Bottom line: choose Stronglifts for a guided 5×5 program; choose LastLift if you run your own training and just want to log it fast.
LastLift vs Setgraph
iPhone, Apple Watch · Free + in-app purchases
Setgraph is LastLift's closest rival, and credit where it is due — it is genuinely good. Like LastLift it is an iPhone-first, minimalist logger built for fast set entry, rest timers and comparing against your last session. It has gone further on features, adding an Apple Watch app, Smart Plates and an AI workout planner, plus Apple Health integration.

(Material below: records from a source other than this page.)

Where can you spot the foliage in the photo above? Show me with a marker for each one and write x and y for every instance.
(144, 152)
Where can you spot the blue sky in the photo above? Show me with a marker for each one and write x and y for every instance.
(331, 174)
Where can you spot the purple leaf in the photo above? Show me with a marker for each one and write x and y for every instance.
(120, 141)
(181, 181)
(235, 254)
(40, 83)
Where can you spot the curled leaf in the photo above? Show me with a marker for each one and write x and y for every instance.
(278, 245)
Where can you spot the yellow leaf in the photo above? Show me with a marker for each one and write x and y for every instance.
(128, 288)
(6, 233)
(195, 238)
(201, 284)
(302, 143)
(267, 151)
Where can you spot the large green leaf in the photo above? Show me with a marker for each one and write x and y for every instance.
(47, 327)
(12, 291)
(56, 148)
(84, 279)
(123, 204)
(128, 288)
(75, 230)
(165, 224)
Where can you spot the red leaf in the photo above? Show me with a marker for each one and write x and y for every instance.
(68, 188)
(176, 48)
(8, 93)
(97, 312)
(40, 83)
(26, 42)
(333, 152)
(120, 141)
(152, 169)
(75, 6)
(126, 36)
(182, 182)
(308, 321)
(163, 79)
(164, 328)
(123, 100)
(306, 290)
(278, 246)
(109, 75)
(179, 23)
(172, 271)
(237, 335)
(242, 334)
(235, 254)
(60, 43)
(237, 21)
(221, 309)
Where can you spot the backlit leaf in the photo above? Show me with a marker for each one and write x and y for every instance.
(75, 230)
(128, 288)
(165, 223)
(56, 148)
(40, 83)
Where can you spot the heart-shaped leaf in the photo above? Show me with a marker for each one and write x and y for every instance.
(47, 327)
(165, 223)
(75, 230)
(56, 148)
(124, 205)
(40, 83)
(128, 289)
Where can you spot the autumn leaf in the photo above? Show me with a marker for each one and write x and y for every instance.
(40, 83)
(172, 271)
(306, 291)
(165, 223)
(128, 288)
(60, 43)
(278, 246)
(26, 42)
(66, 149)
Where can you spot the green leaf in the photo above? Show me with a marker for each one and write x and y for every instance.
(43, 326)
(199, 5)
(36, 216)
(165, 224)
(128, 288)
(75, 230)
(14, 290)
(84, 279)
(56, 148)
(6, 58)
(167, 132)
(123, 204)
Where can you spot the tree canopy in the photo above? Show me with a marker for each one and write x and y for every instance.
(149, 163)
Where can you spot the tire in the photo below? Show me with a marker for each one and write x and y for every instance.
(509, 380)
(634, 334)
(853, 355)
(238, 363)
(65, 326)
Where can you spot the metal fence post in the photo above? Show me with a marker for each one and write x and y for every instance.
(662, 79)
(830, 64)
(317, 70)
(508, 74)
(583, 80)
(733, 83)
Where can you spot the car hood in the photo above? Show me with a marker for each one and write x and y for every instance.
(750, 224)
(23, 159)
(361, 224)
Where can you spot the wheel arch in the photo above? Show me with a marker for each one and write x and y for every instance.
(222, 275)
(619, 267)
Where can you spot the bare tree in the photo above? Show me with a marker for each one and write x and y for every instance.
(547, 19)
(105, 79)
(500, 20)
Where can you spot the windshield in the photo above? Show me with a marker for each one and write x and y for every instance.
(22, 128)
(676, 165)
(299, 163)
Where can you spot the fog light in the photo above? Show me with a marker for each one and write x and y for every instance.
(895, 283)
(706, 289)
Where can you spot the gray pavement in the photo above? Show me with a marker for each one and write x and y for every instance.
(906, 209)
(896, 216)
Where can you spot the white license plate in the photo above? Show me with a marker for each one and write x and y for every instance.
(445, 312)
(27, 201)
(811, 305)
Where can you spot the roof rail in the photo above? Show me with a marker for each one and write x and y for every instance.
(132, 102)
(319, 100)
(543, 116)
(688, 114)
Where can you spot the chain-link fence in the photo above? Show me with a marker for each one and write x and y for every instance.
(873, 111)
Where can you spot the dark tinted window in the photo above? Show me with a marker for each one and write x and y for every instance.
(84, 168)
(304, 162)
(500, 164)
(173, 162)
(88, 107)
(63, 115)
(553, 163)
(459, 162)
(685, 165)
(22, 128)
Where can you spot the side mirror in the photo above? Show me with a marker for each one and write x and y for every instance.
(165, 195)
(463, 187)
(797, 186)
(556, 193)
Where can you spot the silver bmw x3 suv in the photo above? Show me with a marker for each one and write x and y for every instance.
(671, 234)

So the honest difference is philosophy, not quality. Setgraph keeps adding capabilities; LastLift deliberately does not. LastLift is a single screen with nothing else to learn, needs no account, and stores your workouts only in your own private iCloud — your data never touches a server. If you want the extra tools (Watch, AI planning), Setgraph is the richer app today. If you want the most stripped-down, private, get-in-get-out logger, that is LastLift.
Bottom line: choose Setgraph for more features including Apple Watch; choose LastLift for the most minimal, private experience.
LastLift vs FitNotes
Android (iOS: FitNotes 2) · Free / freemium · No account
FitNotes is a beloved classic: free, no account, no ads, and refreshingly simple. On Android it is one of the best free gym logs there is, with templates, personal records and CSV export. Like LastLift, it respects your privacy by not requiring a sign-up.
The gap is platform and polish. FitNotes was built for Android; the iOS version (FitNotes 2) is a newer port with a 12-workout cap on the free tier and a more dated interface, and it does not sync across devices the way iCloud does. LastLift is a modern, native iPhone app with automatic private iCloud sync and a faster single-screen flow. If you are on Android or want something completely free and offline, FitNotes is great; on iPhone, LastLift is the faster, better-synced option.
Bottom line: choose FitNotes on Android or for fully free offline logging; choose LastLift for a modern iPhone app with private iCloud sync.
So which workout tracker should you choose?
If you train on iPhone and want to log a set as fast as humanly possible — without an account, a feed, or your data on someone else's server — LastLift is built for exactly that. If you need Android or a community, look at Hevy. If you want a guided program, Stronglifts. If you want the deepest exercise database, JEFIT. And if you want the closest minimalist rival with more extras, Setgraph. There's no single best app — only the best one for how you train.